Para a ambientalista e pesquisadora Muiriel Saragoussi, a redução voluntária de emissões de gases de efeito estufa pelos países não é suficiente. “Precisamos de estratégias que dialoguem e que façam avançar a compreensão da humanidade sobre a questão, do ponto de vista ético, mas também pragmático, com a redução das emissões e, sobretudo, com a mudança do modelo de desenvolvimento”, argumentou.
Nesse sentido, Muiriel vê com otimismo o protagonismo dos jovens na agenda, que têm se articulado fora de espaços institucionais. “Precisamos apoiar os jovens, para que eles mostrem novas soluções”, afirmou. “As respostas só irão aparecer com coletivos pensantes buscando soluções. A gente precisa aprender a respeitar soluções diferentes das nossas, pois não temos respostas únicas”, ponderou a ambientalista.
 
Povos indígenas e comunidades tradicionais
Ronaldo Santos, da Coordenação Nacional de Articulação das Comunidades Negras Rurais Quilombolas (Conaq), afirmou que o risco de colapso iminente, consequência da mudança do clima do planeta, denuncia a falência de um modelo societário. Essa “sociedade que já deu errado”, avança nos territórios tradicionais, por meio do genocídio e derramamento de sangue, “impondo um modelo que é destrutivo”.
Conforme Santos, os povos originários e tradicionais “aparecem de forma secundária na luta pela sobrevivência do planeta”. Isso precisa mudar, segundo ele. “Nós precisamos ser vistos como centrais nessa luta pelas reduções de emissão de CO2, pelo adiamento dessa tragédia anunciada. Precisamos olhar para esses povos como aliados fundamentais na pauta das mudanças climáticas”, defendeu.
“Nossas lideranças estão morrendo”, destacou Valéria Paye, da Articulação dos Povos Indígenas do Brasil (Apib).
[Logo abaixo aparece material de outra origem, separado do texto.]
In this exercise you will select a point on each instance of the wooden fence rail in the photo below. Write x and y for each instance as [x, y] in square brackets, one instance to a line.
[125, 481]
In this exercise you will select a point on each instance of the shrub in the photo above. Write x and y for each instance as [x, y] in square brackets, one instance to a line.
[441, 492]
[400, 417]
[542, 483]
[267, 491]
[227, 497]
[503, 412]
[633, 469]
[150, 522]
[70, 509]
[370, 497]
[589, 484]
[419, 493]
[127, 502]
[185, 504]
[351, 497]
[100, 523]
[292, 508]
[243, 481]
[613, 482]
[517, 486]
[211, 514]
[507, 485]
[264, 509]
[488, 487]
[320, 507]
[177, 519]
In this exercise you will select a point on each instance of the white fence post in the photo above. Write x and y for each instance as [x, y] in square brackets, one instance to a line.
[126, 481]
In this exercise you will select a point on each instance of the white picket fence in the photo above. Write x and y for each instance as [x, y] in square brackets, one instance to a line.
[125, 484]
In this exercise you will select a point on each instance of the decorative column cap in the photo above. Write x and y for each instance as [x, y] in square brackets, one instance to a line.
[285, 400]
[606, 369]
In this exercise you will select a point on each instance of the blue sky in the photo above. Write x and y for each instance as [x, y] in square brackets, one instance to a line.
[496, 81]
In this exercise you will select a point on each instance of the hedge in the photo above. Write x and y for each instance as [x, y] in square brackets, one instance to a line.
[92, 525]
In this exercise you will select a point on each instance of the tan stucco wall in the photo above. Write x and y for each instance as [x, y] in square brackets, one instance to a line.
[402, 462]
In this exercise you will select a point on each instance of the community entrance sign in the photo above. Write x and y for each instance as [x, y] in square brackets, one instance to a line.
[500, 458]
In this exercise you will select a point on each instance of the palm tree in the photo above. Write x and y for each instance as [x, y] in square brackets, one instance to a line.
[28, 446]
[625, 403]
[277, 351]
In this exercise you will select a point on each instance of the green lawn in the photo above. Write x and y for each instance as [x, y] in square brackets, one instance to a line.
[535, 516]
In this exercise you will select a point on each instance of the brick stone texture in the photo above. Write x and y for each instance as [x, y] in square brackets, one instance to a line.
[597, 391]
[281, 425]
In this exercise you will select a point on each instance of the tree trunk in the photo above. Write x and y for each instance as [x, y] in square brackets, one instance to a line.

Ela denunciou a tentativa de reversão dos direitos dos povos indígenas operada pelo atual governo federal, como a paralisação dos processos de demarcação de terra, o desmonte da Funai, a criminalização de lideranças e a ausência de acesso à justiça.
Nesse contexto de suspensão de direitos, a Apib têm buscado espaços políticos e visibilização das questões indígenas, como o Acampamento Terra Livre e a construção de “protocolos de consultas”.  “Estamos construindo um protocolo para dizer como queremos ser tratados e como queremos que seja feito o diálogo com cada povo”, explicou Valéria.
A agenda sobre mudanças climáticas é uma das prioridades do movimento indígena, afirmou a líder indígena. Para ela, os movimentos e articulações da sociedade civil que pautam temas ambientais precisam considerar “como os saberes indígenas e das comunidades tradicionais contribuem para as discussões sobre mudanças climáticas”.
Amanhã (5/11), o encontro continua com a discussão sobre estratégias de incidência na COP25.